Research question: (How) do library spaces facilitate innovative research, creative thinking, and problem-solving?
- Pilot Project: University of Florida
- Pilot Project: Iowa State University
- Pilot Project: Syracuse University
- Practice Brief: Temple University
Pilot Project: University of Florida
Between 2014 and 2017, Marston Science Library (MSL) of the University of Florida George A. Smathers Libraries renovated three of five floors, creating new public spaces that include collaboration spaces, a visualization conference room with specialized visualization tools that serve GIS and Informatics, quiet study areas, a Virtual Reality (VR) Lab, and a makerspace that supports all disciplines. The renovations have increased building occupancy to more than two million visitors each year, a dramatic increase in overall visitors from previous years. Despite these successes, MSL has renovated spaces with very little strategic planning involved, and the Smathers Librarians are interested in better understanding how these successes support innovative, interdisciplinary research as well as promote creative thinking and problem solving in the student population.

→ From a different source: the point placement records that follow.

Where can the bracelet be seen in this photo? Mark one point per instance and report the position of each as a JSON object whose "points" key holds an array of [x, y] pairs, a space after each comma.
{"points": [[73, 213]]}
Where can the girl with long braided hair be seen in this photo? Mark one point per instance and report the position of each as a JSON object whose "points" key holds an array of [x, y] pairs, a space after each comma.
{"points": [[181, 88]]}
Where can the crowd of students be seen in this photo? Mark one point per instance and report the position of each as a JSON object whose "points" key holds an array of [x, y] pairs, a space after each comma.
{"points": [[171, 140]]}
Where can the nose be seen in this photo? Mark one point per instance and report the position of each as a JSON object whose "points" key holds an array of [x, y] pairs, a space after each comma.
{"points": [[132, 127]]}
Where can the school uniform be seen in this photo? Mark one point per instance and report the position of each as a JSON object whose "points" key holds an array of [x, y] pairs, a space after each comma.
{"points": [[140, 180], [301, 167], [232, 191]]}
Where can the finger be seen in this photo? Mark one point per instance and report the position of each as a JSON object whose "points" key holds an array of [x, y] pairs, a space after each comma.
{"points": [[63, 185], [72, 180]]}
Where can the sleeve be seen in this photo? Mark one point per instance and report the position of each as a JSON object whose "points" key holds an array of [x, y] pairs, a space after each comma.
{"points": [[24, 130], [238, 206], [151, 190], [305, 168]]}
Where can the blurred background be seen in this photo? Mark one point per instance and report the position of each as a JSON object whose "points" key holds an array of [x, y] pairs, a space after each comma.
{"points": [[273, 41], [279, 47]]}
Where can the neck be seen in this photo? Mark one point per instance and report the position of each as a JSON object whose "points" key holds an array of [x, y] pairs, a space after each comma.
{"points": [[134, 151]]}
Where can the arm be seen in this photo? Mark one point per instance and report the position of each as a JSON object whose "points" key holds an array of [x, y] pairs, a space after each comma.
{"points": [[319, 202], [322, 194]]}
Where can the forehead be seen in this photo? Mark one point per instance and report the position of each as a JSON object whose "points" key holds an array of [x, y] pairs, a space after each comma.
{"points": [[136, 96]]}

Ultimately, quantitative assessments (seat counts, occupancy counts, behavior mapping, etc.) tell us how many students are studying and what spaces they are using, but these approaches fail to measure the quality of a learning study environment. MSL and DCP will implement a 1) mixed-method study that includes a full spatial analysis that looks at the quantity of space allocated for each of the four dimensions (group vs individual and public vs private) to identify building capabilities, 2) a student self-assessment in terms of existing space and in terms of ideal space needs as related to creativity, and 3) an intercept survey and focus groups utilizing findings from the first two studies and a student survey to identify real-world use cases related to problem-solving, creativity, and innovation. We will record their interviews and evaluate/code looking for important themes.
Pilot Project: Iowa State University
The Iowa State University (ISU) Library recently developed a six phase, $90 million renovation plan. Phase 1 of the plan will be accomplished in the Fall of 2019, as renovations to the main entrance area as well as all restrooms throughout the Parks Library building are completed. Additional phases of the plan will be contingent on obtaining project funding.
As the ISU library makes the case for additional phases of the renovation plan in the coming years, it will be important to show evidence of the impact of existing library spaces. In support of this need, the library assessment plan will need to include measures designed to assess the impact library spaces are having in support of student achievement and research on the Iowa State University campus.
One emerging library space assessment tool the ISU Library is already using is the ACRL Project Outcome Library Space Assessment. ACRL’s Project Outcome provides an online toolkit designed to help libraries understand and share the impact of essential library programs and services by providing simple surveys and an easy-to-use process for measuring and analyzing outcomes.
While many libraries, including the ISU Library, collect data about their programs and services, what is often lacking are outcomes data to indicate the benefits libraries provide to student success and other institutional goals. Measuring outcomes can provide libraries with new ways to demonstrate their effectiveness beyond gate counts and anecdotal success stories. Project Outcome is designed to give libraries simple tools and supportive resources to help “turn better data into better libraries”.
The Iowa State University library has already begun the process of submitting data to the Project Outcome database for the “space” focus area. For our ARL Library Impact practice brief, the ISU project intends to continue to collect, contribute, and analyze space related outcome data, using the Project Outcome data dashboard.
Pilot Project: Syracuse University
Syracuse University Libraries’ ARL Research Library Impact Framework Initiative Research Team is looking into the impact of targeted academic learning communities located in academic library spaces. The team is investigating impact broadly, from the impact of targeted academic learning communities on members of those particular communities, to the impact the academic library may have on the communities in its midst, as well as how the communities themselves may impact the academic library’s ecosystem.
A targeted academic learning community contributes to academic success by supporting individual growth through the development of research and/or study skills. The community also encourages members to take part in at least one of the following: innovative research, creative thinking, problem solving. Fostering and building an engaged community is an important attribute or goal of the community. Community members self-select, and participation is not limited by the academic discipline affiliation of potential participants.
Practice Brief: Temple University
This practice brief describes research conducted by staff at Temple University Libraries as part of the libraries’ participation in ARL’s Research Library Impact Framework initiative to address the question of “how library spaces facilitate innovative research, creative thinking, and problem-solving.” This research focused on how changes in library space impact the work of staff as individuals, when working with colleagues, and in their work with users. The researchers asked how staff are supported as they make changes in space and how users are supported in that space. Temple had a unique opportunity to explore these questions when they opened the new Charles Library in August 2019; the researchers interviewed staff before and after the move.